Long-term Endurance (LZA)
Activities lasting over 10 minutes, predominantly powered by aerobic energy metabolism.
ATP−Resynthesis
The process of restoring Adenosine Triphosphate via direct decay, KP decay (alactic-anaerobic), Glycolysis (anaerobic-lactic), or aerobic metabolism.
Aerobic Threshold
The point where blood lactate rises slightly above resting levels (usually 2mmol/L), while production and elimination remain in balance.
Anaerobic Threshold (IANS)
The highest intensity where lactate production still equals elimination; beyond this point, lactate accumulates rapidly.
Interval Method
A training method alternating between load phases and periods of incomplete recovery (rewarding breaks).
Rewarding Break (Lohnende Pause)
An incomplete recovery period used in interval training where the next stimulus begins before full recovery, training the body to adapt to lactate.
Oxygen Debt (EPOC)
Excess Post-exercise Oxygen Consumption; the elevated oxygen intake after training used to restore energy stores and eliminate lactate.
Karvonen Formula
An equation used to calculate target heart rate (THR) based on reserve: THR=(HRmax−HRrest)×Intensity+HRrest.
Concentric Contraction
A form of muscle work where the muscle shortens under tension to overcome resistance (e.g., lifting a weight).
Eccentric Contraction
A form of muscle work where the muscle lengthens under tension (e.g., lowering a weight).
Isometric Contraction
Muscle tension generated without a change in muscle length (e.g., holding a plank).
Maximum Strength
The greatest force the neuromuscular system can exert during a voluntary contraction.
Explosive Strength (Schnellkraft)
The capacity to generate a high amount of force in a very short period of time.

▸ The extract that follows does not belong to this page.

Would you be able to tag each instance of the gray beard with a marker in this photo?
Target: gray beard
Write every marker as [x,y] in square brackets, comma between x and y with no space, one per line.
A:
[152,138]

Stretch-Shortening Cycle (DVZ/SSC)
A mechanism where an eccentric pre-stretch is followed by an explosive concentric contraction, utilizing stored elastic energy and reflexes.
Sarcomere
The smallest functional unit of a muscle, consisting of overlapping actin and myosin filaments.
Motor Unit
A single motoneuron and all the individual muscle fibers it innervates.
Type I Muscle Fibers
Slow-twitch (ST), red fibers with high myoglobin and mitochondria, optimized for aerobic endurance and fatigue resistance.
Type IIx Muscle Fibers
Fast-twitch (FG), white fibers with very fast contraction speeds and low fatigue resistance, optimized for explosive bursts.
Intramuscular Coordination
The ability to activate a high number of motor units simultaneously and with high frequency within a single muscle.
Hypertrophy Training
Strength training at 60−85% of 1RM with 6−12 repetitions, aimed at increasing muscle cross-sectional area.
Isokinetic Training
Training where movement speed remains constant throughout the entire range of motion, with resistance adjusting to the force applied.